Увидев меня, он поднес палец к мочке.
— Вот спор идет о стадионе и масле…
— Собственно, Матвей Иваныч, спора нет… — вежливейше откладывая сигару в сторону, сказал Савелий Львович, примеру его последовал и старик.
— Нет, зачем нам затемнять мысли? Спор есть, даже если я только сам с собой спорю. Я утверждаю, что масло из сапога — вряд ли был такой повод и с таким количеством аргументации, как у меня, — есть нельзя, а Савелий Львович утверждает, что можно, косвенно намекая этим на неопрятность наших магазинов. Что же касается стадиона, то я с ними согласен, что надо идти на стадион.
— Идти на стадион! Еще этого не хватало! — воскликнул я. — Вам вообще выходить нельзя, вас теперь мухи обсидят.
— Это, собственно, не моя мысль, а уважаемого дяди Савелия. Он говорит, что надо быть вежливым, если о тебе говорят и тобой интересуются, то лучше самому пойти, нежели тогда, когда тебя приведут.
Старик с седыми волосами и дряблым лицом отставил сигару, взял папироску и придвинул свой стул ближе к доктору.

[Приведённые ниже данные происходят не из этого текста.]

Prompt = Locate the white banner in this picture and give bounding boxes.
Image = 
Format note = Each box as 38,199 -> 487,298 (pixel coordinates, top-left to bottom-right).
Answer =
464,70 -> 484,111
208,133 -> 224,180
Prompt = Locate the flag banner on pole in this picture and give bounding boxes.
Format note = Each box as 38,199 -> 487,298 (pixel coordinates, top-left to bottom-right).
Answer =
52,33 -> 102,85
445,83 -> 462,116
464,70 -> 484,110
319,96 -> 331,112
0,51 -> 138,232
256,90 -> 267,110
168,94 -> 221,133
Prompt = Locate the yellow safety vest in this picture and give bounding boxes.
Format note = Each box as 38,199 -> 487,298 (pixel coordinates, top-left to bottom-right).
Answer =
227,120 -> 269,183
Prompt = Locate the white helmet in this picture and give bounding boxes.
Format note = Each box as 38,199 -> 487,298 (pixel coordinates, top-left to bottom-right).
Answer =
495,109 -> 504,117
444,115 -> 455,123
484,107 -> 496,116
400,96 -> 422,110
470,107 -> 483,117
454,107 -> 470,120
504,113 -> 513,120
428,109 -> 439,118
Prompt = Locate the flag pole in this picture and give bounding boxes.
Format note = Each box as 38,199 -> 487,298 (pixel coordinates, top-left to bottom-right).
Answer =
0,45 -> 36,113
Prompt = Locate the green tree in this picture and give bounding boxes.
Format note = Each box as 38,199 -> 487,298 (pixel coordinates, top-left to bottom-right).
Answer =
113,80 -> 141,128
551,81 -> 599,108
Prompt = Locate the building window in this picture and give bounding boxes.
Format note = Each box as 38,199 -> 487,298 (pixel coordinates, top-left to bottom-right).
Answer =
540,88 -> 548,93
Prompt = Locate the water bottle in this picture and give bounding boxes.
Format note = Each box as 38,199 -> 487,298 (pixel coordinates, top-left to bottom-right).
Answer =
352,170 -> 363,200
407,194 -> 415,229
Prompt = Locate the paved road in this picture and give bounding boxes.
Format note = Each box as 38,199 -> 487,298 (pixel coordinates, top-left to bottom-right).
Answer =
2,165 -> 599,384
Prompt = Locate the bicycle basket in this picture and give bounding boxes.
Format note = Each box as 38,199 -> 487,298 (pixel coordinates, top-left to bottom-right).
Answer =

Доктор вгляделся в его лицо:
— У вас совершенно моложавое лицо, и вы модно одеваетесь. Любопытно, конечно, здесь есть ее отец…
— Вон! — прошипел старик, пыхтя папиросой. — Именно, вон! — Но кто? Здесь он умалчивает. — Итак, вы любите Сусанну…
— Трудно не любить такое существо, — вежливейше начал дядя Савелий, очень уклончиво.
Я знал, что разговор скоро не кончится, и пока разглядывал комнату дяди Савелия и его самого.
У него стояла этажерка с книгами — это были комплекты модных журналов, две книги о светском тоне, по стенам были развешаны картинки из французских журналов, это удивительная пустота, какой никогда в жизни не бывает. Он сидел, сложив руки на животике, был тщательно выбрит и выглажен, пиджачок из альпага блестел, но все это удивительно было — словно нарочно рвано. Модный журнал — последний — мужской был захватан, его, видимо, действительно рассматривали.
— Я не имею возможности следить за новейшими модами и слежу поэтому за старейшими.
— Оно и не накладно.
— Совершенно верно. Традиция одеваться, быть вежливым? Говорят, знаменитая актриса Э. Дункан пыталась есть руками, без вилки, но, как видите, даже пример такого великого человека не помог. Однако масло, которое, собственно, принесено ногами, вы покупаете.